Lima Barreto parece ter atendido ao convite propondo a publicação do livro Vida e morte de M. J. Gonzaga de Sá, idéia que Lobato aceitou com entusiamo, respondendo em novembro de 1918 com a exposição de cálculos e possíveis formas de pagamento ao autor. Junto com a carta seguinte, na qual agradece o dinheiro e o contrato recebidos, Lima Barreto envia um exemplar de Isaías Caminha, livro sobre o qual Lobato escreve a Rangel:


Como ainda estou de resguardo e preso em casa, leio como nos bons tempos de Taubaté. Fechei neste momento um romance de Lima Barreto, Isaías Caminha. É dos legíveis de cabo a rabo. Romancista de verdade. Amanhã vou assinar com ele contrato para a edição dum livro novo, Vida e Morte de M.J. Gonzaga de Sá, cujos originais já estão aqui. A letra é infamérrima e irregularíssima. Há trechos em que o autor positivamente cambaleia, e outros em que pára para “destripar o mico.” Mas quanto talento e do bom! (LOBATO, 1964, t. 2, p. 186)
A partir de então, há nas cartas de Lobato para Lima Barreto muitas informações do editor sobre o andamento do trabalho para a publicação, provas a serem revistas pelo autor. Em 28 de dezembro de 1918, Lobato parece interromper o trabalho de revisão do novo livro para enviar-lhe suas impressões:
Recebi as últimas provas, e acabo de rever eu mesmo os primeiros capítulos do teu livro. Que obra preciosa estás a fazer! Mais tarde será nos teus livros e nalguns de Machado de Assis, mas sobretudo nos teus, que os pósteros poderão “sentir” o Rio atual com todas as suas mazelas de salão por cima e Sapucaia por baixo. Paisagens e almas, todas, está tudo ali. (LIMA BARRETO, 1956, p. 55)
O livro todavia não terá boas vendas, o que Lobato atribui ao título pouco chamativo. Os dois continuarão trocando cartas, com opiniões sobre as respectivas obras, “retalhos” de jornal com resenhas que interessem a um ou outro. Uma correspondência fundada na literatura e por ela alimentada, e que foi interrompida pela morte de Lima Barreto, em novembro de 1922, e que fornece interessantes dados sobre a vida literária daquele peródo..

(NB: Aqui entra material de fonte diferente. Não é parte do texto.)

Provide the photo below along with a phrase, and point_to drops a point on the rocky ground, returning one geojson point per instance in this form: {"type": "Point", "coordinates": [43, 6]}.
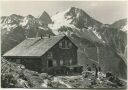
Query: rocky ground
{"type": "Point", "coordinates": [16, 76]}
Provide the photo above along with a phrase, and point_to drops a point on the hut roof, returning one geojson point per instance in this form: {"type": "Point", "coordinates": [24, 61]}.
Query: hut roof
{"type": "Point", "coordinates": [34, 46]}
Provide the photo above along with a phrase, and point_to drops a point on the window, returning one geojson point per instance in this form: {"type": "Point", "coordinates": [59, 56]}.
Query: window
{"type": "Point", "coordinates": [60, 44]}
{"type": "Point", "coordinates": [49, 55]}
{"type": "Point", "coordinates": [61, 62]}
{"type": "Point", "coordinates": [70, 61]}
{"type": "Point", "coordinates": [70, 45]}
{"type": "Point", "coordinates": [18, 61]}
{"type": "Point", "coordinates": [64, 44]}
{"type": "Point", "coordinates": [54, 63]}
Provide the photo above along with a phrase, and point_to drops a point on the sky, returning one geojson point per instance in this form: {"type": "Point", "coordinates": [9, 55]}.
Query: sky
{"type": "Point", "coordinates": [106, 12]}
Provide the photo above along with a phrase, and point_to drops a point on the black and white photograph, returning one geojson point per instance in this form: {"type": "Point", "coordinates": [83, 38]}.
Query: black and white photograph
{"type": "Point", "coordinates": [64, 44]}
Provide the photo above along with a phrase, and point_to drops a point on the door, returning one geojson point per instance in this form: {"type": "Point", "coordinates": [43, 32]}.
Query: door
{"type": "Point", "coordinates": [50, 63]}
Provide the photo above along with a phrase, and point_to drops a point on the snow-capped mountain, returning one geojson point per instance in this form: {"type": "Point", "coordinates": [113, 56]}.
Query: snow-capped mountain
{"type": "Point", "coordinates": [16, 28]}
{"type": "Point", "coordinates": [29, 22]}
{"type": "Point", "coordinates": [45, 19]}
{"type": "Point", "coordinates": [76, 23]}
{"type": "Point", "coordinates": [79, 21]}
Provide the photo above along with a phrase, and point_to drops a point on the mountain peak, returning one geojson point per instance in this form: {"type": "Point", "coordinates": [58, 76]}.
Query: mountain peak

Penso portanto que seria melhor, em vez de aproximar Monteiro Lobato do personagem de Lima Barreto, aproximá-lo de seu autor, observando em suas respectivas obras princípios e compromissos semelhantes, como por exemplo os que aponta Silviano Santiago em ensaio sobre o romance Triste fim de Policarpo Quaresma:


A posição isolada e intrigante de Lima Barreto explica-se pelo fato de ter ele assumido uma estética popular numa literatura como a brasileira, em que os critérios de legitimação do produto ficcional foram sempre os dados pela leitura erudita. (SANTIAGO, p. 166)
Voltando à questão do recorte biográfico privilegiado por Wilson Martins – o Monteiro Lobato fazendeiro, à semelhança de Policarpo Quaresma, – e à insistência dos modernistas em se referir a ele como pintor quando tratam dos problemas referentes a Anita Malfatti, fica clara a supervalorização de um ou outro aspecto, conforme o que se queira demonstrar. E é em sua biografia, muito mais do que em sua obra, que se tem buscado os elementos para sustentar esta ou aquela posição.

Referências bibliográficas
BARRETO, Lima. Correspondência. São Paulo: Brasiliense, 1956. t. 2

BATISTA, Marta R. (org.) Brasil: primeiro tempo modernista 1917/29. São Paulo: Instituto de Estudos Brasileiros, 1972.

CAVALHEIRO, Edgard. Monteiro Lobato: vida e obra. São Paulo: Companhia Editora Nacional, 1956.

CHIARELLI, Tadeu. Um jeca nos vernissages. São Paulo: EDUSP, 1995.

LOBATO, Monteiro. Cartas escolhidas. São Paulo: Brasiliense, 1959. 2 t.

______. A barca de Gleyre. 2. ed. São Paulo: Brasiliense, 1964. 2 t.

MARTINS, Wilson. História da inteligência brasileira. vol. VI. São Paulo: Cultrix: Edusp, 1978.

SANTIAGO, Silviano. Uma ferroada no peito do pé. Vale quanto pesa: ensaios sobre questões político-culturais. Rio de Janeiro: Paz e Terra, 1982.